The Indian Rupee (INR) faces some selling pressure on Thursday as terrorist attacks in Kashmir, India, weighed on sentiment. Furthermore, rising crude oil prices undermine the Indian currency, as India is the world's third-largest oil consumer.
However, the weaker US Dollar might help limit the INR’s losses. Investors will keep an eye on the US weekly Initial Jobless Claims due later on Thursday. Also, the Chicago Fed National Activity Index, Durable Goods Orders, and Existing Home Sales are due later on Thursday.
The Indian Rupee weakens on the day. However, in the longer term, the bearish outlook of the USD/INR pair remains intact as the price is below the key 100-day Exponential Moving Average (EMA) on the daily timeframe. The downward momentum is reinforced by the 14-day Relative Strength Index (RSI), which stands below the midline near 44.35.

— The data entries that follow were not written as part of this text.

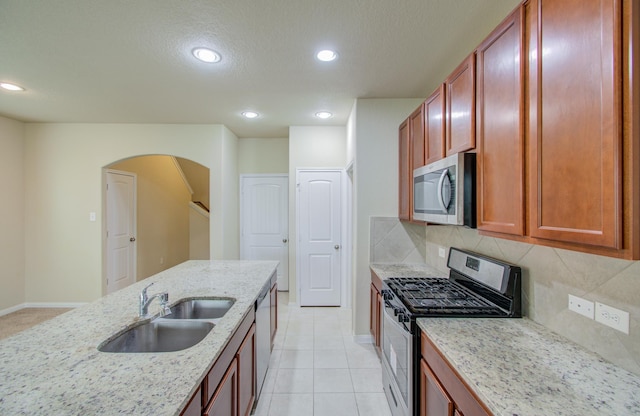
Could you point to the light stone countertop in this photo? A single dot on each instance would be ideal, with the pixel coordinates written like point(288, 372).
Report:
point(55, 367)
point(519, 368)
point(387, 270)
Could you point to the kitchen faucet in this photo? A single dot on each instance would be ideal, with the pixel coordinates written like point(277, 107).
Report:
point(145, 301)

The initial support level for USD/INR is located at 84.85, the lower limit of the descending trend channel. Extended losses could expose 84.22, the low of November 25, 2024. The next downside target is seen at 84.08, the low of November 6, 2024.

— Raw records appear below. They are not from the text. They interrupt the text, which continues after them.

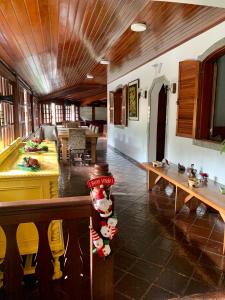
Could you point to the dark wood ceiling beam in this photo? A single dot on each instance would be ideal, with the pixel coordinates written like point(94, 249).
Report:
point(89, 100)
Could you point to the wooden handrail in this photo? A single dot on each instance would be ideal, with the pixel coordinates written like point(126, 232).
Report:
point(45, 209)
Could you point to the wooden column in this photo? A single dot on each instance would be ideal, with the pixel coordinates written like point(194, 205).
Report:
point(32, 112)
point(102, 267)
point(93, 113)
point(78, 111)
point(16, 108)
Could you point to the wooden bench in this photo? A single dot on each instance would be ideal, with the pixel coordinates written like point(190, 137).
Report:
point(208, 194)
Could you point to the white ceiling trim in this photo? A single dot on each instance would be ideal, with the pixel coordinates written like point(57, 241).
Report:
point(215, 3)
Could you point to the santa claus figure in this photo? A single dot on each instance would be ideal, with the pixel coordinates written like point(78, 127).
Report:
point(101, 203)
point(103, 249)
point(108, 229)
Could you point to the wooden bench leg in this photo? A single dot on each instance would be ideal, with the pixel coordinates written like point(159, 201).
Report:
point(180, 198)
point(223, 217)
point(153, 179)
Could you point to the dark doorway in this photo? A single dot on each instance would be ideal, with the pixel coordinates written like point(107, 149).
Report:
point(161, 124)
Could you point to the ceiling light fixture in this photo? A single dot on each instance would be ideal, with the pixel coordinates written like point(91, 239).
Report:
point(104, 62)
point(138, 27)
point(89, 76)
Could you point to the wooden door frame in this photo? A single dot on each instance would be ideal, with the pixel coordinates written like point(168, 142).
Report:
point(153, 104)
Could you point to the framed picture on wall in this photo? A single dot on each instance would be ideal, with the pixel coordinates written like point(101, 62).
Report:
point(133, 101)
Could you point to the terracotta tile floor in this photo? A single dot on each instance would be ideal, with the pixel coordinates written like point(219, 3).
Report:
point(157, 256)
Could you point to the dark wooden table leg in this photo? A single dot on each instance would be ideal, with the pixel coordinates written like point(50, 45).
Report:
point(180, 197)
point(152, 178)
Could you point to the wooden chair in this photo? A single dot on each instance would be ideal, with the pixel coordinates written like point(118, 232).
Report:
point(77, 146)
point(75, 124)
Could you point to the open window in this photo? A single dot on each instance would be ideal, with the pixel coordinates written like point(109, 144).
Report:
point(118, 106)
point(201, 98)
point(211, 114)
point(6, 113)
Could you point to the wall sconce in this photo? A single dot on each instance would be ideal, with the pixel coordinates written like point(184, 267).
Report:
point(172, 88)
point(142, 93)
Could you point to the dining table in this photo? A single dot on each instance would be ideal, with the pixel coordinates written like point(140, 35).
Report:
point(92, 137)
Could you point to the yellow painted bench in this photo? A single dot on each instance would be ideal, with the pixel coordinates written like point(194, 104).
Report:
point(17, 184)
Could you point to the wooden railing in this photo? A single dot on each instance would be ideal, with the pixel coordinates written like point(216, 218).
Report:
point(75, 265)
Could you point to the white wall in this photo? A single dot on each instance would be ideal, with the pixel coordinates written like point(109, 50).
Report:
point(100, 113)
point(132, 140)
point(86, 113)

In the bullish case, the immediate resistance level for the pair emerges at 85.85, the 100-day EMA. Further north, the next hurdle to watch is 86.45, the upper boundary of the trend channel.

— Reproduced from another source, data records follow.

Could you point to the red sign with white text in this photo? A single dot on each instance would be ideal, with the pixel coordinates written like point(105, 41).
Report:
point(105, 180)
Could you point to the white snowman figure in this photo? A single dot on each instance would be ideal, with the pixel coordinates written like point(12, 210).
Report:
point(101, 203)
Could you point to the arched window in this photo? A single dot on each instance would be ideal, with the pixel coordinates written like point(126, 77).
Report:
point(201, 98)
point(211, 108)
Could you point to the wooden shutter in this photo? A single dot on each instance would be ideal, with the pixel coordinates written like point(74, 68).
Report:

The Indian Rupee (INR) is one of the most sensitive currencies to external factors. The price of Crude Oil (the country is highly dependent on imported Oil), the value of the US Dollar – most trade is conducted in USD – and the level of foreign investment, are all influential. Direct intervention by the Reserve Bank of India (RBI) in FX markets to keep the exchange rate stable, as well as the level of interest rates set by the RBI, are further major influencing factors on the Rupee.
The Reserve Bank of India (RBI) actively intervenes in forex markets to maintain a stable exchange rate, to help facilitate trade. In addition, the RBI tries to maintain the inflation rate at its 4% target by adjusting interest rates. Higher interest rates usually strengthen the Rupee. This is due to the role of the ‘carry trade’ in which investors borrow in countries with lower interest rates so as to place their money in countries’ offering relatively higher interest rates and profit from the difference.
Macroeconomic factors that influence the value of the Rupee include inflation, interest rates, the economic growth rate (GDP), the balance of trade, and inflows from foreign investment. A higher growth rate can lead to more overseas investment, pushing up demand for the Rupee. A less negative balance of trade will eventually lead to a stronger Rupee. Higher interest rates, especially real rates (interest rates less inflation) are also positive for the Rupee. A risk-on environment can lead to greater inflows of Foreign Direct and Indirect Investment (FDI and FII), which also benefit the Rupee.
Higher inflation, particularly, if it is comparatively higher than India’s peers, is generally negative for the currency as it reflects devaluation through oversupply. Inflation also increases the cost of exports, leading to more Rupees being sold to purchase foreign imports, which is Rupee-negative. At the same time, higher inflation usually leads to the Reserve Bank of India (RBI) raising interest rates and this can be positive for the Rupee, due to increased demand from international investors. The opposite effect is true of lower inflation.